Tunggu ! Mungkin Anda protes, "Saya sudah membaca ratusan buku, majalah, koran, apa saja yang bisa saya bisa. Bahkan kertas bungkus gorengan pun saya buka dan saya baca. Saya juga sudah melanglang buana kemana saja. Tidak ada sejengkal tanahpun yang belum saya injak-injak. Tetapi kenapa saya tetap sulit mendapatkan ide?"
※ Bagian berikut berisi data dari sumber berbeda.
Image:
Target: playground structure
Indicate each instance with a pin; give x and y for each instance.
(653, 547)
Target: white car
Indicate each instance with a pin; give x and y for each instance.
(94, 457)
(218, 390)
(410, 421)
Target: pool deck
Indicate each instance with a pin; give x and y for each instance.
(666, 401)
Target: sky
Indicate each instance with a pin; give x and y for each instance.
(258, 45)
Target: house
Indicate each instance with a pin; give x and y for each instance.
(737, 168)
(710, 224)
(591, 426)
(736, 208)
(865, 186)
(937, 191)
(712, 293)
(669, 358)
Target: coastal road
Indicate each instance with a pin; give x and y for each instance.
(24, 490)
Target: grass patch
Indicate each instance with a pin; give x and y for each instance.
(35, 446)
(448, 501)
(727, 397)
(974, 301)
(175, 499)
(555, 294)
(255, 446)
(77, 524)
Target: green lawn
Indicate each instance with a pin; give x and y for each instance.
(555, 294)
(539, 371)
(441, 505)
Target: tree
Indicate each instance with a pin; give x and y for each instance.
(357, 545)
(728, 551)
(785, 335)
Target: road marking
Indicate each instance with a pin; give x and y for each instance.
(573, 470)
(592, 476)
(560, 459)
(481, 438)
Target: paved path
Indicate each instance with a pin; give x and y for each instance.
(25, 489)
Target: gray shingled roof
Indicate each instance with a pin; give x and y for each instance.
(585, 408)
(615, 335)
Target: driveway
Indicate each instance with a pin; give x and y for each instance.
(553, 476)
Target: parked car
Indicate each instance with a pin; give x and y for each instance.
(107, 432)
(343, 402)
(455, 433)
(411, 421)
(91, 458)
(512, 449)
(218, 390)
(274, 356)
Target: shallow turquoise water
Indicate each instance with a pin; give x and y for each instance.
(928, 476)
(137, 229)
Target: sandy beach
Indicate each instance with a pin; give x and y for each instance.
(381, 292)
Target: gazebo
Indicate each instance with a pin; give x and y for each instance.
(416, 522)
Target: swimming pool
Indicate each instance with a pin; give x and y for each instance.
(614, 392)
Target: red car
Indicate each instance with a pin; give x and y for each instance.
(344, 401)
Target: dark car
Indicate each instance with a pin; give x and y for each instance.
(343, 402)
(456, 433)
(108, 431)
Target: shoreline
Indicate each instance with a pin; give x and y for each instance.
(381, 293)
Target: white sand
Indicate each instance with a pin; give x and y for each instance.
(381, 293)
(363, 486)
Jawabannya sederhana saja, "Anda hanya melewatkannya." Kita hidup di jaman informasi. Lebih mudah penulis sekarang untuk mendapatkan informasi daripada penulis jaman dulu. Suratkabar, TV, dan apalagi sekarang sudah ada internet. Transportasi lebih mudah. Mau ke belahan dunia bisa naik pesawat terbang. Dulu cuma ada kapal laut. Problemnya adalah kita melewatkan informasi begitu saja. Ini adalah fenomena baru di dunia informasi. Kita cenderung membaca dengan cepat suatu headline demi headline. Jari-jari jemari kita dengan mudah mengganti channel TV. Akibatnya kita memperlakukan otak kita seperti tong sampah. Semua informasi masuk dan terbuang dengan cepat. Kita cukup bahagia dengan hanya sebatas mengetahui informasi.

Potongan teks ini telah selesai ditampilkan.